We are exploring multimodal interaction techniques suitable for collaborative environments, combining modalities such as gaze, speech, and touch. Our research focuses on real-time multi-user collaboration scenarios, particularly in simulated manufacturing environments, to better understand how multimodal input combinations can enhance communication, coordination, and task performance.
A novel technique that enables a tabletop to function as a touchpad, allowing users to interact using their index finger to overcome the limitations of conventional pinch gestures. By combining this method with gaze input, a multimodal interaction is achieved. To address the inaccuracy of gaze tracking, a manual mode is introduced, allowing users to adjust the cursor position manually. The proposed technique is experimentally compared with the traditional pinch gesture.
We process 2D images into a cubemap format and stitch them together to create a fully immersive 3D road view experience in VR. Unlike conventional 3D road view applications that require complex controller-based operations often difficult for digitally marginalized users our system allows intuitive control through gesture-based interactions modeled on everyday movements.
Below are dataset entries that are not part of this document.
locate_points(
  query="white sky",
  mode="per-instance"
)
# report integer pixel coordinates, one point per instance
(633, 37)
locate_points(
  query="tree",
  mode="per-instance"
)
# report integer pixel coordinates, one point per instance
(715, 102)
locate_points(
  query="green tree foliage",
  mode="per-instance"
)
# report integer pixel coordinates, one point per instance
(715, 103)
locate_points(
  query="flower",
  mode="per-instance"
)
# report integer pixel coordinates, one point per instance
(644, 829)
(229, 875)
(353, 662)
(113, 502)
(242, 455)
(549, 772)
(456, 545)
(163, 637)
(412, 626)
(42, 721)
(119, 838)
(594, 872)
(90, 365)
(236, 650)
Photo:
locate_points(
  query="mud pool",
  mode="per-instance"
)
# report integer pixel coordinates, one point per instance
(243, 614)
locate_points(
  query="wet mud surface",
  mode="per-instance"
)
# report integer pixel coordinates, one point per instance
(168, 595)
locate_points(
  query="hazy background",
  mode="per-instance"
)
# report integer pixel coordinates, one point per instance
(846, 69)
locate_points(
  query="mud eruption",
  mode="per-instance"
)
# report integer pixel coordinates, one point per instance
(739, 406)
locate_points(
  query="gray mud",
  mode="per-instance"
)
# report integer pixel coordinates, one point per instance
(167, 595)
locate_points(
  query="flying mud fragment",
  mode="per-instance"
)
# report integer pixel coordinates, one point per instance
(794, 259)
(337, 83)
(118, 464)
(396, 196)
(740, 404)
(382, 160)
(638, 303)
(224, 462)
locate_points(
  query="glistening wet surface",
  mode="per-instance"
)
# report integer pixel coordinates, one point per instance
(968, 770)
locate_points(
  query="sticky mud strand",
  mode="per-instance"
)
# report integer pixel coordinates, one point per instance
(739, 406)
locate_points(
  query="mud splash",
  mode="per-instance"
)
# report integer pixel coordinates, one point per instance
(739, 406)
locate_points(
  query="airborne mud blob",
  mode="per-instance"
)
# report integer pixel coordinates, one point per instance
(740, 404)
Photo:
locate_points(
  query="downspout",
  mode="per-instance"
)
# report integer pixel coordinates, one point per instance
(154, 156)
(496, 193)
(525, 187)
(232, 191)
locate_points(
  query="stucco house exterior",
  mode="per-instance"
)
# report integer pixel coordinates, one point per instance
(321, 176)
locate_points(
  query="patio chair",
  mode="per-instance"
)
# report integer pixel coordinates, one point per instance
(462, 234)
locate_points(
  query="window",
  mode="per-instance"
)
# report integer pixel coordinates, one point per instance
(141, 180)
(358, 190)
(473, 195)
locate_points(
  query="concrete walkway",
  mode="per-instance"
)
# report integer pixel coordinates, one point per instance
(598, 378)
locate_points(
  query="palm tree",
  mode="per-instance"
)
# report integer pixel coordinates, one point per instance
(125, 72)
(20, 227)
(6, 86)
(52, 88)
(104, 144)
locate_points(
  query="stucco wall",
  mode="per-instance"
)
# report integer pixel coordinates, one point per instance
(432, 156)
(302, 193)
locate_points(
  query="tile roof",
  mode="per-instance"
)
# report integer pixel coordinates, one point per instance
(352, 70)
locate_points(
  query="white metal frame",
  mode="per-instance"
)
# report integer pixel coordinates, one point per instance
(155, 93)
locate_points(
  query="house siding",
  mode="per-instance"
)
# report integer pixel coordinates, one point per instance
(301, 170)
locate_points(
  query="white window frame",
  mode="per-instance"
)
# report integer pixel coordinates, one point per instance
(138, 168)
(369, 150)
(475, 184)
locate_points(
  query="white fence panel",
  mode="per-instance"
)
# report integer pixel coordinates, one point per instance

This makes the experience more accessible and user-friendly for all, including those with limited digital proficiency.
We are developing interaction techniques that enable users to collaborate easily and intuitively in real-time multi-user virtual environments for assembly simulations. The goal is to enhance the collaborative experience by applying user-friendly interaction methods. In particular, we focus on designing and implementing effective combinations of modalities such as gesture, gaze, and speech that are well-suited for collaborative tasks in shared virtual spaces.
We estimate upper and lower body motion in VR using only head movement data, eliminating the need for external sensors or trackers. By analyzing the head’s orientation and vertical displacement, our algorithm naturally reproduces body posture in real time. This lightweight, hardware-free approach enables more immersive and accessible avatar interaction, especially in multi-user VR environments and training simulations.